We crossed the Haast River via the longest single lane bridge in NZ. Trevor and Mike asked us to imagine crossing it during flood season (spring: Sept/Oct) when the snow melts off the Alps and the currently almost dry river beds are covered with so much water that the bridge can actually flood. Annual rainfall here is almost 4 metres per year, added to the snow melt ! As a comparison, on the east side of the island average annual rainfall is only around 1-1.5 metres. Right now at the height of summer the rivers are at their lowest levels. 

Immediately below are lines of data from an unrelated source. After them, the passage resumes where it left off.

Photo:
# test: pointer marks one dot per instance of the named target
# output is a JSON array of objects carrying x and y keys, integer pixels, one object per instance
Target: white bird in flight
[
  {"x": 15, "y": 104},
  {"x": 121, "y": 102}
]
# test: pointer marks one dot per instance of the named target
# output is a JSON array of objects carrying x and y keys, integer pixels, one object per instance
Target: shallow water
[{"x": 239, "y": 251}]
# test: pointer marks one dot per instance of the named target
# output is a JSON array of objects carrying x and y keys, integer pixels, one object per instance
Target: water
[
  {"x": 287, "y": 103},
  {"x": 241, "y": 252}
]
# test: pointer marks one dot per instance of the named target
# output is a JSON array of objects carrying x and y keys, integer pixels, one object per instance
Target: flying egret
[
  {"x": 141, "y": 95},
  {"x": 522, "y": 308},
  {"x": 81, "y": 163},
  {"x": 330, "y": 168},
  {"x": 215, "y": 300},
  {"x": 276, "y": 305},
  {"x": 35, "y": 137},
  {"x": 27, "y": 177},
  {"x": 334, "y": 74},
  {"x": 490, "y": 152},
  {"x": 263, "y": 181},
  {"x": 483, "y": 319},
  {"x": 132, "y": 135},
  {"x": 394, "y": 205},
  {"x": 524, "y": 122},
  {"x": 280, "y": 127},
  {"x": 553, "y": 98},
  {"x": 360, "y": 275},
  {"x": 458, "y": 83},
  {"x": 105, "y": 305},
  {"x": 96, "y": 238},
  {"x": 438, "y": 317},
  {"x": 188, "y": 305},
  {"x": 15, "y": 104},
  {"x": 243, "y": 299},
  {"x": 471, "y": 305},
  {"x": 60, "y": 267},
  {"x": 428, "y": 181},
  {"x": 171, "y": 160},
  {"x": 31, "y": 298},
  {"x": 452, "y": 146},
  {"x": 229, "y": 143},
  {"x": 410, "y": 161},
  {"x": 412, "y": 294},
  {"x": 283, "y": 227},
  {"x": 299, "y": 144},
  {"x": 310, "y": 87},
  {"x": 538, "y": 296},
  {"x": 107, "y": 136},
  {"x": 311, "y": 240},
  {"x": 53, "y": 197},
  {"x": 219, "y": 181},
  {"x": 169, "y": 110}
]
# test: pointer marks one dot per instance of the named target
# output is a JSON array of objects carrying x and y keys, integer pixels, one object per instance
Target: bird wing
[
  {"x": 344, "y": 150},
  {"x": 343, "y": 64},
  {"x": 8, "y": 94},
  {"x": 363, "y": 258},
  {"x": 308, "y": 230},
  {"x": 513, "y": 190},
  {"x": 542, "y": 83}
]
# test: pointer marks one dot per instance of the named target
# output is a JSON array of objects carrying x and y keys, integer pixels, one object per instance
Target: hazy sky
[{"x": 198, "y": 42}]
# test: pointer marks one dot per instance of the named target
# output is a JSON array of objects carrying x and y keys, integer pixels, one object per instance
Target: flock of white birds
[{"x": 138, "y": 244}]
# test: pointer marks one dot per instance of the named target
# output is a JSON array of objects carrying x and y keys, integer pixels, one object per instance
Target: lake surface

We stopped at the Hard Antler Inn for a lunch buffet that featured very gooey venison macaroni and cheese. Meh. It lived up to our guides’ description of “basic but filling “. 


After our lunch stop, we  passed through an area where the wind was whipping up the sand on the riverbanks to such an extent that it looked like fog.

Our next scenic stop was Thunder Creek Falls, where our guides explained the “waterfall illusion”. We were instructed to stare at the falls for 30 seconds and then look to the side of the falls. It appears as if the rock face is actively moving upward!

The 28m/90ft falls are quite spectacular, dropping almost straight diwn the rock face.


The massive rocks in the river at the Gates of Haast attest to how dangerous the mountainsides can be, especially during heavy rainfall. It is not unusual for the Pass to be closed in the winter.

I’m sure this area is spectacular when the rivers are rushing, but nonetheless I’m glad we’re here during the summer.

The Haast Pass is the lowest of the passes across the Southern Alps; Arthur’s Pass that we crossed by train two days ago is the highest. When we crossed the top of the Haast Pass today, the topography almost immediately changed from the lush green rainforest of the west coast to mountain beech forest. Suddenly there were no huge tree ferns!

Plus, the direction of the river’s flow has changed, since it flows down from the peaks of the Alps to the ocean on either side. 

We made a comfort stop at Makarora, which has become an area known for deer farming. Deer were originally brought to NZ by colonists for sport hunting, and soon went feral and became a real problem. One of the strategies to combat being overrun by deer was to capture them and domesticate them. That capture was done initially by “helicopter cowboys” who rappelled down from helicopters, lassoed and hog-tied the deer, and airlifted them onto farms. More recently the process has been made a little less exciting by simply dropping a net from the helicopter.

View of Lake Wānaka at the Makarora lookout.

The stop netted Ted his photo of a tui.


As we continued our journey, there was an area where Lake Wānaka’s waters were still enough to reflect the mountains.


Another scenic lookout gave us the opportunity to see Lake Hāwea, which is separated from Lake Wānaka by an isthmus.


In Wānaka Township we made an ice cream stop to counteract the venison mac and cheese. Black Peak gelato shop had the absolutely choice flavours. Ted and I both had black  liquorice with actual liquorice chunks in it, and tart lemon. Scrummy!!!!


Wānaka is busy year-round. In the summer (now) it is a beach town with a lovely waterfront. In the winter, it is a ski town.


From Wānaka we followed the Clutha  river almost all the way to Queenstown. 

We passed lots of vineyards with mechanical windmill type fans above them which are used as needed to keep cold air from dropping onto the delicate early leaves.


We also passed large cherry orchards (completely netted to prevent birds from eating the fruit),  mulberry orchards (grown for the fruit not the leaves, since there is no silk industry here), and lots of stone fruit orchards.

We finally reached Queenstown just after 6 p.m., where we’ll be at the Novotel Queenstown Lakeside for 2 nights.


Dinner was in the hotel’s restaurant, and again included wine and beer.

Roast beef with horseradish cream, honey glazed root vegetables, steamed vegetables drizzled with olive oil, and beetroot and green bean salad with balsamic glaze. Bottom: the root vegetables and horseradish could be substituted with mashed potatoes and gravy.

Queenstown is charming, and tomorrow we have a leisurely pace that will allow us to explore it a bit after our mid-morning steamship excursion.

Today’s term: “rock flour”, which is the finely pulverized stone that when washed down the mountainsides by glaciers can make river water look milky grey.